Anyone who suggested that clearly did not know what the Wisconsin media have known for a long time—that Walker allows absolutely no space to the right of himself on any political issue.
There’s something else the media that have covered Walker in this state know very well even though they hardly ever report it explicitly. It doesn’t take professional journalists very long to realize Walker says a lot of things that simply aren’t true.
Somehow, throughout his last election, he managed to cover up one of the worst economic records in the nation by tossing out confusing and contradictory jobs numbers obscuring his sorry performance.
It didn’t help that a local newspaper’s fact-checkers, seeking to avoid alienating Republican readers, desperately combed through Walker’s misleading claims to find shreds of facts they could pronounce as partially true.
The national media are a lot quicker to write off the credibility of a presidential candidate like Walker who tries to deny taking three different positions on birthright citizenship within a week or that he ever publicly advocated building the Great Wall of Canada when everyone heard him do it.
As Walker fell out of the presidential race, his supporters still grasped at straws to pretend he wasn’t already the walking dead staggering through the political countryside.
They pointed out the millions of dollars he’d raised from billionaires and that somewhere in the fine print of all those catastrophic polls people still thought Walker might be a nice guy.

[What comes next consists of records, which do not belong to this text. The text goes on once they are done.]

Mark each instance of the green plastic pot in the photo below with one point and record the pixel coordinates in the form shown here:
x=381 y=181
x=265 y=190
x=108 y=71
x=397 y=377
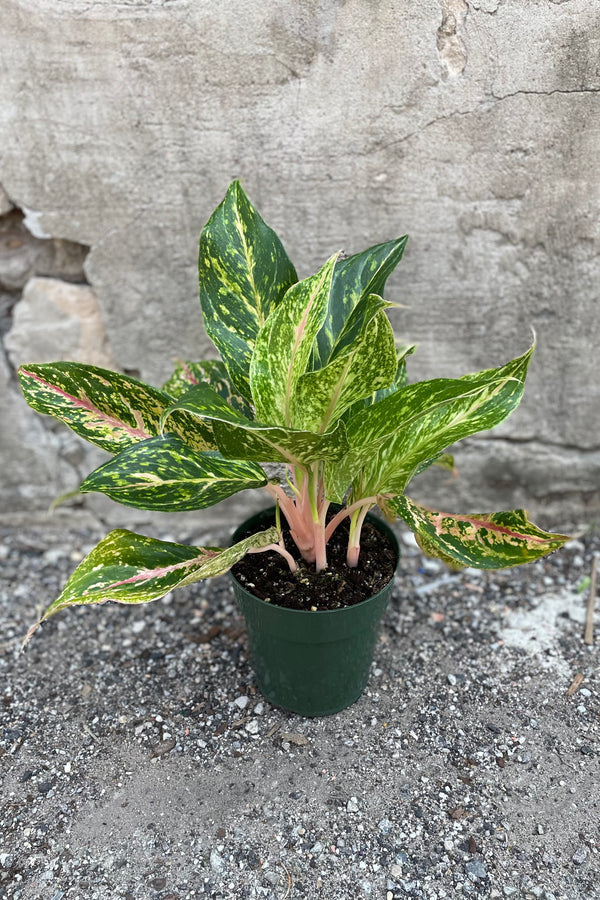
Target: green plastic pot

The ugly truth about whose interests are represented by the Republican Party today is that nearly all of its candidates have raised millions of dollars from billionaires except for a couple who are billionaires themselves. With months to go, Walker’s donations already were drying up. Even billionaires don’t like throwing money away.
And there’s always been something wrong with the Walker campaign claim that his everyman, guy-down-the-street image was somehow going to catapult him into the presidency.
Many of us know somebody down the street who seems like a nice guy. But nobody is seriously considering electing that guy president of the United States.
I told my editor it was a little frightening to see something I wrote immediately come true. I promise to continue to use my power for good.